Question

I have a Web API method that takes two double args:

Repository interface:

public interface IInventoryItemRepository
{
. . .
    IEnumerable<InventoryItem> GetDepartmentRange(double deptBegin, double deptEnd);
. . .
}

Repository:

public IEnumerable<InventoryItem> GetDepartmentRange(double deptBegin, double deptEnd)
{
    // Break the doubles into their component parts:
    int deptStartWhole = (int)Math.Truncate(deptBegin);
    int startFraction = (int)((deptBegin - deptStartWhole) * 100);
    int deptEndWhole = (int)Math.Truncate(deptEnd);
    int endFraction = (int)((deptBegin - deptEndWhole) * 100);

    return inventoryItems.Where(d => d.dept >= deptStartWhole).Where(e => e.subdept >= startFraction)
        .Where(f => f.dept <= deptEndWhole).Where(g => g.subdept >= endFraction);
}

Controller:

[Route("api/InventoryItems/GetDeptRange/{BeginDept:double}/{EndDept:double}")]
public IEnumerable<InventoryItem> GetInventoryByDeptRange(double BeginDept, double EndDept)
{
    return _inventoryItemRepository.GetDepartmentRange(BeginDept, EndDept);
}

When I try to invoke this method, via:

http://localhost:28642/api/inventoryitems/GetDeptRange/1.1/99.99

...I get, "HTTP Error 404.0 - Not Found The resource you are looking for has been removed, had its name changed, or is temporarily unavailable."

The related methods run fine (other methods on this Controller).

Was it helpful?

Solution

I was able to reproduce this on my machine.

Simply adding a / to the end of the URL corrected it for me. Looks like the routing engine is viewing it as a .99 file extension, rather than an input parameter.
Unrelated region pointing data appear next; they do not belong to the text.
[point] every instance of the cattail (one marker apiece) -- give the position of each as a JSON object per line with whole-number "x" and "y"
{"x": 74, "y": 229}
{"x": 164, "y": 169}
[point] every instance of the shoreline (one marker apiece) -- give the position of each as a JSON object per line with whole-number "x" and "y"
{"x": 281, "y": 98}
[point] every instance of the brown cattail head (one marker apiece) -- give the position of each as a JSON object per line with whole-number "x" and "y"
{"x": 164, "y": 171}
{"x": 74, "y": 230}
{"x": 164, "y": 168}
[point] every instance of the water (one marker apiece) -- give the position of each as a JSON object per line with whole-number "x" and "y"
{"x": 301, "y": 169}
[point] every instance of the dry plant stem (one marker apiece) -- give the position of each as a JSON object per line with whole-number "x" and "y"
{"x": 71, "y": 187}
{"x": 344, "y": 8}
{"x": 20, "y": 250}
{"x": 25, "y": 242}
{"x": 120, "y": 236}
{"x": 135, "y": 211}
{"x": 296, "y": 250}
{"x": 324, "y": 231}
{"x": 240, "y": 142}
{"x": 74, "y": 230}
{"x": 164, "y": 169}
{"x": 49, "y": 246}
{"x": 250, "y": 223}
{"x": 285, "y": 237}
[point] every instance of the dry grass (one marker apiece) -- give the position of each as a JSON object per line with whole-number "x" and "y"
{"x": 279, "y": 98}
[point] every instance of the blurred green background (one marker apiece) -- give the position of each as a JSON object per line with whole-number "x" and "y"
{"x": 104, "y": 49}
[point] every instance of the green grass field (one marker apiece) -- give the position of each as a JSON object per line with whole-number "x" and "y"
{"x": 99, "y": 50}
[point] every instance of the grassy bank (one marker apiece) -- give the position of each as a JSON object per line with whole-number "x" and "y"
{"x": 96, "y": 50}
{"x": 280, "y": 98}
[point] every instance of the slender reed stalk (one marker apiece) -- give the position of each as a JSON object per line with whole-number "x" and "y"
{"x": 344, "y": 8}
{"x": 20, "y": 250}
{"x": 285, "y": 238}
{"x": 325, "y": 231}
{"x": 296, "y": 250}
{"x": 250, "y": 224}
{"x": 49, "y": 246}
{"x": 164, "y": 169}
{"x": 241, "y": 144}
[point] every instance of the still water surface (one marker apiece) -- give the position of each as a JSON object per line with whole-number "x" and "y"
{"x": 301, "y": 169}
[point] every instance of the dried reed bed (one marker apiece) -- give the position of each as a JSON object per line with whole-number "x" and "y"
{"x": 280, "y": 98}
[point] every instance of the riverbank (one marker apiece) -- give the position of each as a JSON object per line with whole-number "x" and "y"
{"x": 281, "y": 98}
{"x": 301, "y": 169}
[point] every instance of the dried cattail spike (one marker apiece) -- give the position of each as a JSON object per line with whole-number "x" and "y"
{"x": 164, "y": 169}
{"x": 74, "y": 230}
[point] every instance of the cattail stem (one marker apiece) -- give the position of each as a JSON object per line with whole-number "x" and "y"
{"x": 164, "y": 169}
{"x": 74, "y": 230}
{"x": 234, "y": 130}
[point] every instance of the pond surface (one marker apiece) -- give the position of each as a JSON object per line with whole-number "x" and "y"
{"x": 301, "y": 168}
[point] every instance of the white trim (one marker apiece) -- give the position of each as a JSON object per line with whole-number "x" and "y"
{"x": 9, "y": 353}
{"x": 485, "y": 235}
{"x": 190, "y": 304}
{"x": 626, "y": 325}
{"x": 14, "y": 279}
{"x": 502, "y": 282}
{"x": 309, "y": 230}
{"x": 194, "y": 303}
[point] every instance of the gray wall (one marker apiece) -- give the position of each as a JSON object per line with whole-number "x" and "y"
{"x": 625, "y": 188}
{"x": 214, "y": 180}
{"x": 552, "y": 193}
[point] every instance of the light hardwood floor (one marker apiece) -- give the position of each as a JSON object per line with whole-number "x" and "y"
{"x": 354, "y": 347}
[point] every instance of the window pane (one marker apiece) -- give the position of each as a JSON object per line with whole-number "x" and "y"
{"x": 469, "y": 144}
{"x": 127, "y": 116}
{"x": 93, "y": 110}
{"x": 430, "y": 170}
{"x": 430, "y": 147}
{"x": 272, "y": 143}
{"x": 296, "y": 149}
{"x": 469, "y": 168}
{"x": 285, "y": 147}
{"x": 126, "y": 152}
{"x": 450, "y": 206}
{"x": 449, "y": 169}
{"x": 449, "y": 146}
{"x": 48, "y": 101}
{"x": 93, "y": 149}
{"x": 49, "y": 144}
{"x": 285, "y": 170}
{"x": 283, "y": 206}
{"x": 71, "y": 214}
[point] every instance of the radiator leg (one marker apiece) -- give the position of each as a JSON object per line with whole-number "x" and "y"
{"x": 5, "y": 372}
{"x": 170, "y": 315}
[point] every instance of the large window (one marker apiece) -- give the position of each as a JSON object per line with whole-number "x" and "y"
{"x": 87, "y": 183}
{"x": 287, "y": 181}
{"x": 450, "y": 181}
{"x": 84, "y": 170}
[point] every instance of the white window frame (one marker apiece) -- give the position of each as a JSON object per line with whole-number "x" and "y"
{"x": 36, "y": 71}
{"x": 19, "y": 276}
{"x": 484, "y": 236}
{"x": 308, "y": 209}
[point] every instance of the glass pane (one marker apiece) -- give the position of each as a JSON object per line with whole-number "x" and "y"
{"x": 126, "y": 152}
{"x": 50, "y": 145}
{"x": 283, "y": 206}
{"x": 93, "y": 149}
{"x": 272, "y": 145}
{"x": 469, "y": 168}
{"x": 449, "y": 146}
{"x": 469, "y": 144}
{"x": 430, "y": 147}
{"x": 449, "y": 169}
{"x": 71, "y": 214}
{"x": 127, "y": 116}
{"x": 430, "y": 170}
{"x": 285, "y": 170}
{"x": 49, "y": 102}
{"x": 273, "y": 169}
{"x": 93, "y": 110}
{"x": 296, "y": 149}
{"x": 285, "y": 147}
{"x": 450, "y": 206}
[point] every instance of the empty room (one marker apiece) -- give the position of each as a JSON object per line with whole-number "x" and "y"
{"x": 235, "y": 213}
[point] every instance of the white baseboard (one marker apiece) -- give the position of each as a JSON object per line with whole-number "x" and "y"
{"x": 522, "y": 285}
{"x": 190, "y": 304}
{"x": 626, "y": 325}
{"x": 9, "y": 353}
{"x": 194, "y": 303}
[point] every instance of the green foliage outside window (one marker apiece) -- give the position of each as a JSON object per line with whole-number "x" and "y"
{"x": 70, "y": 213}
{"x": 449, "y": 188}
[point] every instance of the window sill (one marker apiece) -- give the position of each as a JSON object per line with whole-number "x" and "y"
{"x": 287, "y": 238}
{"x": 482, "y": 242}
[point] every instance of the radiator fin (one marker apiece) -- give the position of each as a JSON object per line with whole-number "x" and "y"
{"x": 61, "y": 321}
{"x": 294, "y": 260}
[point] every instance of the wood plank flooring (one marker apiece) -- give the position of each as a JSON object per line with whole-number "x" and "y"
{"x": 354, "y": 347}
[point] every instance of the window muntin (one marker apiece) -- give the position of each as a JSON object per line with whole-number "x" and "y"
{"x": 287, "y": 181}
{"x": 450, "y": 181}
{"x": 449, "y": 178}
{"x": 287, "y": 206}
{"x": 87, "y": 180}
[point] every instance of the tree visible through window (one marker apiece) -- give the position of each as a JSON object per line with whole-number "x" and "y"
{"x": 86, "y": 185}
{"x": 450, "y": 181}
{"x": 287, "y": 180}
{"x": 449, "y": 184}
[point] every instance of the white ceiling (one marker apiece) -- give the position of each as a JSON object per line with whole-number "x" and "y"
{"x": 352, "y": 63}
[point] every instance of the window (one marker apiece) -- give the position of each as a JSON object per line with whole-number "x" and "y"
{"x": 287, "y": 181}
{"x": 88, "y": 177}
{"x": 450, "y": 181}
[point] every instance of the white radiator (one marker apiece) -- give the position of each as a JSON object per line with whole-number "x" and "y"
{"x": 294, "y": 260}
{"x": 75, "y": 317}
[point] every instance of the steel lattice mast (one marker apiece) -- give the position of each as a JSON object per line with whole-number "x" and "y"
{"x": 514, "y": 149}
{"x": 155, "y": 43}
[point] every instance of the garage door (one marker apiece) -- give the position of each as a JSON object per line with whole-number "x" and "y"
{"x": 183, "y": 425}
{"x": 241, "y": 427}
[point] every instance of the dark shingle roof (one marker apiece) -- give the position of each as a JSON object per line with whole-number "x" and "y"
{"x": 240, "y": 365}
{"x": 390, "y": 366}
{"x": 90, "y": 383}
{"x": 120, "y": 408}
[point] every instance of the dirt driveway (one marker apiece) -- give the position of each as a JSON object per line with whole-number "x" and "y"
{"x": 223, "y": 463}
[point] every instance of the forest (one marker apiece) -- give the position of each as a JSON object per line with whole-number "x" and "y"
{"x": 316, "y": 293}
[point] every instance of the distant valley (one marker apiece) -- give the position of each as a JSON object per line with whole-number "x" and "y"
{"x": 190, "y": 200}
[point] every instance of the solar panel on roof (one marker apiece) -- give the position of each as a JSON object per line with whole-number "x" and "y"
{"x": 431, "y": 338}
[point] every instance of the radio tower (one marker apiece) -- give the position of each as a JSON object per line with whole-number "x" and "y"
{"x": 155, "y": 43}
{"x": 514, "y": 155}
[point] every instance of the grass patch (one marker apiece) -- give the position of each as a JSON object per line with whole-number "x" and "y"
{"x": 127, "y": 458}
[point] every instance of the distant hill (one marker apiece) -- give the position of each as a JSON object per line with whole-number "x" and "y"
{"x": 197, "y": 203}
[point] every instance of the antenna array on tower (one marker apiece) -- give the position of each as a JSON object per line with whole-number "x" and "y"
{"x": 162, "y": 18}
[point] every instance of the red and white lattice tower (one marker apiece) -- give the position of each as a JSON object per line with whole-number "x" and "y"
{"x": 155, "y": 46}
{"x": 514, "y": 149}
http://localhost:28642/api/inventoryitems/GetDeptRange/1.1/99.99/

Additionally, it looks like you can register a custom route that automatically adds a trailing slash to the end of the URL when using the built-in helpers to generate the link. I have not tested this personally: stackoverflow Add a trailing slash at the end of each url

The easiest solution is to just add the following line to your RouteCollection. Not sure how you would do it with the attribute, but in your RouteConfig, you just add this:

routes.AppendTrailingSlash = true;

OTHER TIPS

As noted by Joel, this is probably IIS picking up on the file extension and trying to serve a static file. You can get around this by adding the following into your web.config file (under system.webServer):

<modules>
    <remove name="UrlRoutingModule-4.0" />
    <add name="UrlRoutingModule-4.0" type="System.Web.Routing.UrlRoutingModule"
               preCondition="" />
</modules>

By default, IIS will only run this module for what it deems to be requests for ASP.NET resources - the above removes this condition on a per-site basis, allowing you to route all requests through ASP.NET MVC/Web API routing.

Static files will still be preferred if they exist, so this shouldn't cause any issues elsewhere.